作者、アーノルド・ウェスカー(1932~2016)は、イギリスの劇作家。反戦、反権力志向の強い戯曲が多く、大規模な反核デモを組織して逮捕されたこともある。1958年に書いた処女作「調理場」(The Kitchen)が1959年9月からロンドンのロイヤル・コート・シアターにてジョン・デクスター演出で初演され、注目を浴びた(ただし上演順としては3作目)。
物語は、ロンドンの大型レストラン「チボリイ」の厨房(調理場)。ここで繰り広げられる1日の大騒動が描かれる。作者ウェスカーは、台本の序文に、こう書いている。
〈混乱し、くだらぬ喧嘩、不平、誤った自尊心、俗物根性。調理場で働く人々は本能的に食堂で働く人々を憎む。更に両者とも客を憎んでいる。それは個人的敵なのだ。/シェクスピアにとってはこの世界が舞台であったろう。しかし、私にとっては、それは調理場なのだ〉(『ウェスカー全作品2』、木村光一訳、1967年、晶文社刊より/以下同)
登場人物は、なんと全部で「35人」! そのほとんどが、常に舞台上にいて、出たり入ったりする、ちょっとした“群集劇”である。さらに作者は、こう書いている。
〈いかなる時といえども食物は実際に用いられてはならぬ。だからウエイトレスたちは空の皿を運び、コックたちはマイムで料理する。コックはこの戯曲の主要人物であるから、後に彼らについて、彼らの仕事について、別に記そう。だから芝居の本質のアクションが続いている間、彼らは常に何かをしていなければならぬ。〉
そして、全登場人物一人一人の経歴、国籍、性格、厨房での役割、(コックの場合は)担当の得意料理と、その調理方法までが、微に入り細に入り説明されている。
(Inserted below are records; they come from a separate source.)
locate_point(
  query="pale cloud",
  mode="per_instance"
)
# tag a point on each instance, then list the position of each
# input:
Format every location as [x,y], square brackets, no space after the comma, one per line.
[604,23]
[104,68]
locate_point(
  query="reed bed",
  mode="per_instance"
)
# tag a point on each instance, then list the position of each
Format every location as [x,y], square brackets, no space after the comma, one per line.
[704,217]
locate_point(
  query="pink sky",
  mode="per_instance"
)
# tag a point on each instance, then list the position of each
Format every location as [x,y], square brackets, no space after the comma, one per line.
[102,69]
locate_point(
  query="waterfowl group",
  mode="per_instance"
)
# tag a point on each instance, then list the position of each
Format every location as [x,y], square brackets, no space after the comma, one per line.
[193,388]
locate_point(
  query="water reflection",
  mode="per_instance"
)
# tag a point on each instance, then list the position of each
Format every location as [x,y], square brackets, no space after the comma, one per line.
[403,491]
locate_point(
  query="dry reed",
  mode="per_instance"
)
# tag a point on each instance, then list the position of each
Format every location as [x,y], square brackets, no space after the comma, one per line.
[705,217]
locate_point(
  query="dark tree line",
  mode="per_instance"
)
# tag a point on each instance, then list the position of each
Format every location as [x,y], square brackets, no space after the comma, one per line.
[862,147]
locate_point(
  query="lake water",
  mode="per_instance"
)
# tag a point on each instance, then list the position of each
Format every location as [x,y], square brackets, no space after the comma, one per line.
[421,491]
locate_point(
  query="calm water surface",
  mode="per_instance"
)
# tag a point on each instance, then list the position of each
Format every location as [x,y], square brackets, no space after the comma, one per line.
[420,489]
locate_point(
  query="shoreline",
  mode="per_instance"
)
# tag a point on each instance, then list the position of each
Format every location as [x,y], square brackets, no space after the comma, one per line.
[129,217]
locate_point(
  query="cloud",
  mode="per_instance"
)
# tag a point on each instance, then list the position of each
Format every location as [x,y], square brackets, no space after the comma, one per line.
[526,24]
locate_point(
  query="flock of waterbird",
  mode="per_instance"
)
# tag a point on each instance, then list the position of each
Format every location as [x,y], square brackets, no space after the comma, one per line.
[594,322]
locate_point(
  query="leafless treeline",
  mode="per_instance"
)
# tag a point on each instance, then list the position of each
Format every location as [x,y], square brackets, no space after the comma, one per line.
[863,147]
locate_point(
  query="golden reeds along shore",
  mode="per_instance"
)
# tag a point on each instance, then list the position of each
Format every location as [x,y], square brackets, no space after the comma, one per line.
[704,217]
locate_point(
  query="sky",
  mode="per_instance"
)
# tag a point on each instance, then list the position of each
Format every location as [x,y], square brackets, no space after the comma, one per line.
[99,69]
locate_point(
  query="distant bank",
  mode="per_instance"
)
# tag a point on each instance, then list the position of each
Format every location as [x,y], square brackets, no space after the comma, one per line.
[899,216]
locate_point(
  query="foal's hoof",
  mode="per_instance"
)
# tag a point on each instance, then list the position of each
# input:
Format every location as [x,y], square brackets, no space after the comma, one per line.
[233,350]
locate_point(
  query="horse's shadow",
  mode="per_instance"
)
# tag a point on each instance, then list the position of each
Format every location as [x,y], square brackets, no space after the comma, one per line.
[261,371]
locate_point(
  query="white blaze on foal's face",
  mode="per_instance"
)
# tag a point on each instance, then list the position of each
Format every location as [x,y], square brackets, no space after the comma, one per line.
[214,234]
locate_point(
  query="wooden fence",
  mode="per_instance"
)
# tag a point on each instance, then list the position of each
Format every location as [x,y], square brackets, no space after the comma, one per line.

「舞台上演だったら、指定されているように実際に料理するわけではなく、マイムで表現できますが、映画となると、そうはいきません」
と、試写で鑑賞した、ある映画ジャーナリストがいう。
「これだけの大人数のコックやウェイトレスたちが登場し、せまい厨房のなかで、口喧嘩をしたり文句を言い合ったりしながら、リアルに料理をしなければならないわけです。そのカメラ・ワーク、演出・編集・音声処理だけでもゾッとする作業です。それだけに、おそらく、映像的に、ある程度の“省略”がおこなわれるとばかり、思っていました」
ところが、その予想は、ことごとく裏切られることになる。
「14分」ワンカットの“大洪水”シーン
「舞台をニューヨークの大型レストランに移していますが、最初から最後まで、まったくの手抜きなし。混乱中のホンモノの厨房にカメラを入れたのではないかと思いたくなるドキュメント的なシーンさえある。さらに驚くのは、中間部の、あるワンカット・シーンです。カメラは、怒声が行き交う厨房内から客席フロアへ移動し、また厨房にもどる。するとドリンクマシンが故障しており、厨房内はチェリー・コークの大洪水になっている。その前後、約14分。一瞬たりとカメラは止まることなく、厨房やフロアの大混乱ぶりをワンカットでおさめています。リハーサルもたいへんだったと思いますが、役者もよく対応したものだと感心します」
それらのシーンを見事にこなすメキシコ移民のコック、ペドロ役は、メキシコの名優、ラウル・ブリオネス。その“恋人”で、どこか謎めいたウェイトレス、ジュリア役にアカデミー賞ノミネート常連の実力派、ルーニー・マーラ。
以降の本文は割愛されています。